Of course, this shows in part the emotional and Puritanical aspect of Al Gore-style environmentalism. If their goal were truly to reduce atmospheric CO2 at all costs, this experiment should have had their full approval. But for many, environmentalism is a secular religion, requiring self-sacrifice (and imposing that self-sacrifice on others) rather than creative scientific solutions.

Bill August 12, 2008 at 2:58 pm

Uncertainty is clearly a big problem in evaluating the planet-altering effects of our actions. A bit of paralysis might not be a bad thing in the long-run. Reducing carbon emissions does seem to be the safest bet. We can’t be sure any action is inherently safe so we have to adopt a process of adaptive management – cautious experimentation with possible options, careful monitoring and analysis, continual testing and adjusting of our assumptions and decisions based on the latest knowledge. And of course, the whole of society has to be involved because we are all stakeholders. That’s quite a challenge, but we can’t bury our head in the sand and ignore it.

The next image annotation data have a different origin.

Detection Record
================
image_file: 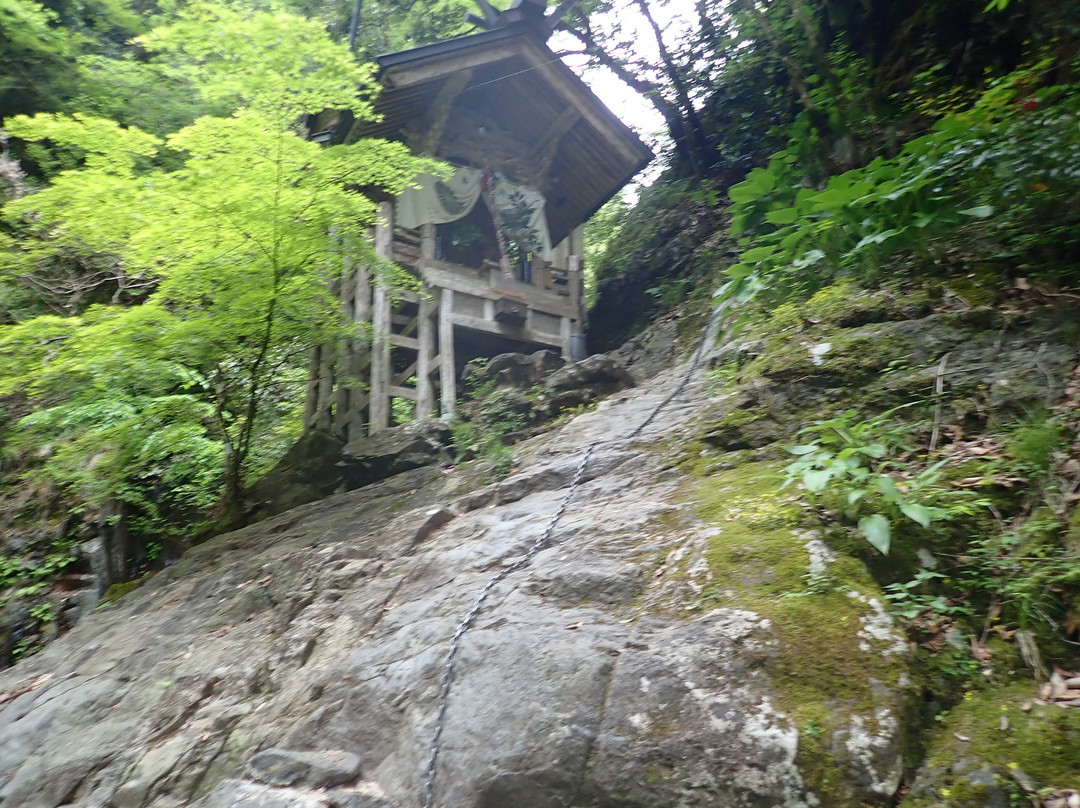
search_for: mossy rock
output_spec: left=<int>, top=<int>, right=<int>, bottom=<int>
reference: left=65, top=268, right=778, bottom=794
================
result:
left=98, top=578, right=145, bottom=606
left=683, top=462, right=914, bottom=808
left=904, top=681, right=1080, bottom=808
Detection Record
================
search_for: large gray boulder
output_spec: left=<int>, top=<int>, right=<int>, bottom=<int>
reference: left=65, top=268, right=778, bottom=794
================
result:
left=341, top=418, right=450, bottom=489
left=0, top=365, right=904, bottom=808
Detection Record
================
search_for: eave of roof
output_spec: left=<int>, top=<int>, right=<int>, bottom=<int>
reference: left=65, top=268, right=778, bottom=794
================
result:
left=350, top=24, right=652, bottom=238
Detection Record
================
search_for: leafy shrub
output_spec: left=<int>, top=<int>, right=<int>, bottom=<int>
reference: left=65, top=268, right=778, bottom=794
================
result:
left=718, top=65, right=1080, bottom=326
left=785, top=410, right=984, bottom=555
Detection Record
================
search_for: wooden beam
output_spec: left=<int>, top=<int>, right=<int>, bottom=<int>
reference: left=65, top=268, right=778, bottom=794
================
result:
left=387, top=334, right=420, bottom=351
left=368, top=202, right=394, bottom=433
left=416, top=297, right=437, bottom=418
left=418, top=259, right=578, bottom=317
left=419, top=68, right=473, bottom=156
left=392, top=362, right=417, bottom=386
left=529, top=107, right=581, bottom=180
left=438, top=288, right=458, bottom=418
left=382, top=41, right=519, bottom=87
left=454, top=314, right=563, bottom=351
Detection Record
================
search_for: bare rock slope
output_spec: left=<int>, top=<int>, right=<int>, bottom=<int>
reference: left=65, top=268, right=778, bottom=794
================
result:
left=0, top=356, right=906, bottom=808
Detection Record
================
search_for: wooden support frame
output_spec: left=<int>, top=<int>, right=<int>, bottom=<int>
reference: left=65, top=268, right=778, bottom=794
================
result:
left=438, top=288, right=458, bottom=418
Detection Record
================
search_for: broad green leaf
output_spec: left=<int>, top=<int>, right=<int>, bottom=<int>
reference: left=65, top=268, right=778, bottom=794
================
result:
left=873, top=474, right=904, bottom=504
left=765, top=207, right=799, bottom=225
left=739, top=245, right=777, bottom=264
left=802, top=469, right=833, bottom=494
left=896, top=500, right=933, bottom=527
left=859, top=513, right=892, bottom=555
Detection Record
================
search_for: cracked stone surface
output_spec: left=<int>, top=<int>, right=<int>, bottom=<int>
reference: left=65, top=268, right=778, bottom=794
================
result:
left=0, top=360, right=900, bottom=808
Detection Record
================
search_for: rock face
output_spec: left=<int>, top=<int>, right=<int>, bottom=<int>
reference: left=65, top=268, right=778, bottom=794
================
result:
left=0, top=358, right=904, bottom=808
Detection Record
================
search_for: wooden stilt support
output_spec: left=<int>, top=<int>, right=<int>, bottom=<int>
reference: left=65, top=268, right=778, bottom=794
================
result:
left=438, top=289, right=458, bottom=418
left=416, top=297, right=435, bottom=418
left=368, top=202, right=394, bottom=434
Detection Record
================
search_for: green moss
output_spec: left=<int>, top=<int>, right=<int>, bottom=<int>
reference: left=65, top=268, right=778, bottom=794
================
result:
left=693, top=462, right=905, bottom=808
left=741, top=328, right=912, bottom=385
left=98, top=578, right=144, bottom=606
left=905, top=682, right=1080, bottom=808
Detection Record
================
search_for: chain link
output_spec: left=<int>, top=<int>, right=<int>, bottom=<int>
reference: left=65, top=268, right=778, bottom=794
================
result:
left=423, top=308, right=719, bottom=808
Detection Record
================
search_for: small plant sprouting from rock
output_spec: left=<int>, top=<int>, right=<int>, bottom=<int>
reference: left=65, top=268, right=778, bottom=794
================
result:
left=784, top=409, right=983, bottom=555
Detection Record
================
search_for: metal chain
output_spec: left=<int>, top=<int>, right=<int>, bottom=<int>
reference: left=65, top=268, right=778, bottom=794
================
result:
left=423, top=308, right=719, bottom=808
left=423, top=441, right=602, bottom=808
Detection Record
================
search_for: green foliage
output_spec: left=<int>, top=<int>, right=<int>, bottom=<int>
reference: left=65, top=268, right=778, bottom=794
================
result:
left=718, top=65, right=1080, bottom=324
left=785, top=410, right=983, bottom=555
left=584, top=196, right=630, bottom=307
left=29, top=603, right=56, bottom=623
left=0, top=3, right=438, bottom=515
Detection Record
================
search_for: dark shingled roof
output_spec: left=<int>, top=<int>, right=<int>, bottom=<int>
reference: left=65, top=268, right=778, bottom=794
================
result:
left=346, top=23, right=652, bottom=243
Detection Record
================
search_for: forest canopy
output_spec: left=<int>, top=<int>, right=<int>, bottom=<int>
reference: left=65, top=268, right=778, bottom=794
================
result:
left=0, top=0, right=1080, bottom=574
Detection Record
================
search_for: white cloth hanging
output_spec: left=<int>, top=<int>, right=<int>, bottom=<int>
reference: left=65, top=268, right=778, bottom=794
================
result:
left=394, top=169, right=553, bottom=261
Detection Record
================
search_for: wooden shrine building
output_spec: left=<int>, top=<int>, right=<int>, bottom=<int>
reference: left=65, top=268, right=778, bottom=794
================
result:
left=306, top=0, right=651, bottom=440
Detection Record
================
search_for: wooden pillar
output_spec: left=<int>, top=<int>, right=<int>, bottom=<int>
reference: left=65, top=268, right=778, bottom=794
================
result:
left=368, top=202, right=394, bottom=433
left=332, top=278, right=353, bottom=441
left=303, top=346, right=322, bottom=431
left=315, top=345, right=334, bottom=432
left=420, top=223, right=435, bottom=258
left=347, top=239, right=372, bottom=441
left=416, top=293, right=435, bottom=419
left=438, top=289, right=458, bottom=418
left=368, top=283, right=391, bottom=434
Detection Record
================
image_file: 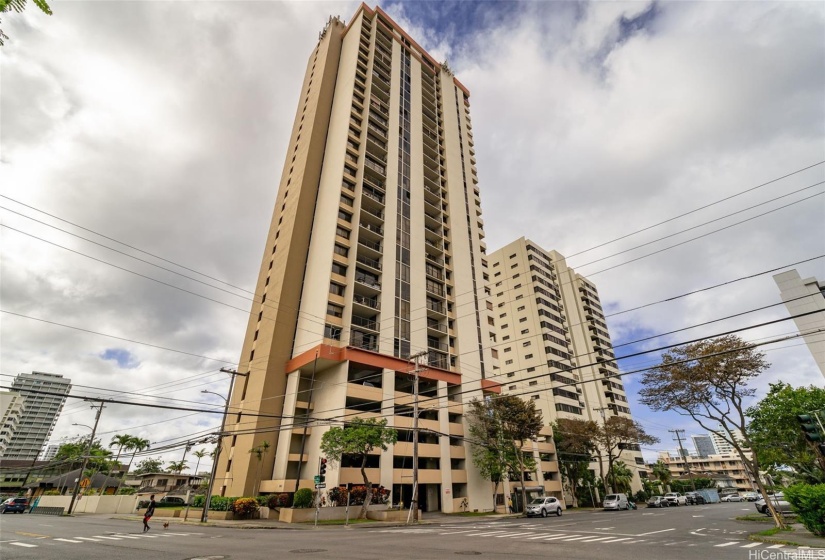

greenish August 12, 2008 at 3:06 pm

We face unintended consequences either way.

Dick King August 12, 2008 at 6:34 pm

The iron-infusing approach is different from the aerosol or mirrors approach.

The latter approaches mitigate CO2 which is allowed to remain in the atmosphere, so they must be maintained indefinitely.

The iron-infusing approach causes an algal bloom, which consumes a certain amount of CO2 and then sinks to a depth at which it will not decay. Therefore, if we decide we don’t like the side effects we can stop but the CO2 that has been removed is gone.